As soon as I landed in Cairo, I could feel the heaviness of life, economy, politics and breath. It didn’t take long for the first Egyptian to blurt out that things were “better under Mubarak’s dictatorship than they are in the Muslim Brotherhood’s lair.” A slew of similar observations followed, mostly from poor people like a taxi driver who told me he sometimes works all day long to barely avoid sending his kids to sleep hungry. Not that life was much better before, but now they are “unbearable,” he said as he asked god’s forgiveness for wishing death over “this life of indignity!”
After spending a few days around Cairo the reality sinks in: Egypt is at a dangerously boiling point only waiting for a major explosion to occur, and its people are on edge. We’ve seen the danger and insecurity in the streets where knife-wielding gangs break into groups. The outcome can be anything between intimidation and threats until they’re paid off to leave or beating and even killing.
In other places, an intimidation of a different kind: Thousands of street vendors relentlessly and hopelessly pushing products to uninterested people.

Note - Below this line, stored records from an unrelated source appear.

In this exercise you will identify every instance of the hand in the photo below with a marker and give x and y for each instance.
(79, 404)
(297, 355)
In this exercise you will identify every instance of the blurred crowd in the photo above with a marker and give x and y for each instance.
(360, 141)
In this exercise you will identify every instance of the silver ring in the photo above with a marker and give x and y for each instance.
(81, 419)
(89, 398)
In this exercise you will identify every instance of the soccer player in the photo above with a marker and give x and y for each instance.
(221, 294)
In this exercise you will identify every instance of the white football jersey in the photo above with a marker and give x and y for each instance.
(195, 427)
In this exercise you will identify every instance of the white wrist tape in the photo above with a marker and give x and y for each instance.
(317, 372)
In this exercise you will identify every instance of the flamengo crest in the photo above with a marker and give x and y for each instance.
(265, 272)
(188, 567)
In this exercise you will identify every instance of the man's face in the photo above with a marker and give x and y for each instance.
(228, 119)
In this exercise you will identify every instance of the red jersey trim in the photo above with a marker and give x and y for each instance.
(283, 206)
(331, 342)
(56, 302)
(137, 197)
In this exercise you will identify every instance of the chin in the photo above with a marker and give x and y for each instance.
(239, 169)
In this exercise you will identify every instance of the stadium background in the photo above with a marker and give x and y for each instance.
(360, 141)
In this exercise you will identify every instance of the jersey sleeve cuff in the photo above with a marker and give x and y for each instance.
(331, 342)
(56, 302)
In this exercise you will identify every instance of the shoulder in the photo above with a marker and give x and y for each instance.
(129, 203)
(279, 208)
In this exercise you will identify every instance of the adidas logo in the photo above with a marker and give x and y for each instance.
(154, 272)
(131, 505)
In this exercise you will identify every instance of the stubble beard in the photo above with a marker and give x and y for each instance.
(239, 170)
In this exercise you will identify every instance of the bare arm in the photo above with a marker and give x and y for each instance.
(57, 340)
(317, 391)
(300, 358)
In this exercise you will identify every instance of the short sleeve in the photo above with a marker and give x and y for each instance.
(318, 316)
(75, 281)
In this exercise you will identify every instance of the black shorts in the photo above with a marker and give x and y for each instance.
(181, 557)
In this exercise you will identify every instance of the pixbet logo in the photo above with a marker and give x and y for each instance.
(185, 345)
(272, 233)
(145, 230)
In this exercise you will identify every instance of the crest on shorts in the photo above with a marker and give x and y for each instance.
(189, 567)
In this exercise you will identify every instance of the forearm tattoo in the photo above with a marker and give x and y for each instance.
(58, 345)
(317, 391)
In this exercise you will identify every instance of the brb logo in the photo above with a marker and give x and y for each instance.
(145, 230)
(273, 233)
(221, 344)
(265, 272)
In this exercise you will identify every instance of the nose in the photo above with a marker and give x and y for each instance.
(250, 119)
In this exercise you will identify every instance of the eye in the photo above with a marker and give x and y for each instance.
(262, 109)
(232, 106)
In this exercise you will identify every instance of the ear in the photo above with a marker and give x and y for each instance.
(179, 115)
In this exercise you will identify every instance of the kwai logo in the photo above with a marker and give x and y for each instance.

A little girl fighting to make ends meet
In the midst of despair, I heard a girl’s voice threatening a male, “Get your hands off me. I’ll beat you up and break your arm if you touch me.”
I was shocked to find a little girl single-handedly fighting off a large man wanting to beat her up. This is no place for an unaccompanied minor to be fending off harassment, the kind Egypt has been plagued with for decades and much older and stronger women are trying to fight with hardly any success at all.
For the sake of this piece, I will refer to 9-year-old as Rajaa and I won't disclose her location to protect her identity.
Wishing for a better future
She clung to me for hours; we talked a lot during my journalistic assignment, before she herself became the subject of this column. Around me, she was polite, kind and smart. She shared her dreams and wishes: If she had 50 Pounds (about $8), she would buy a toy and sell it to a passerby.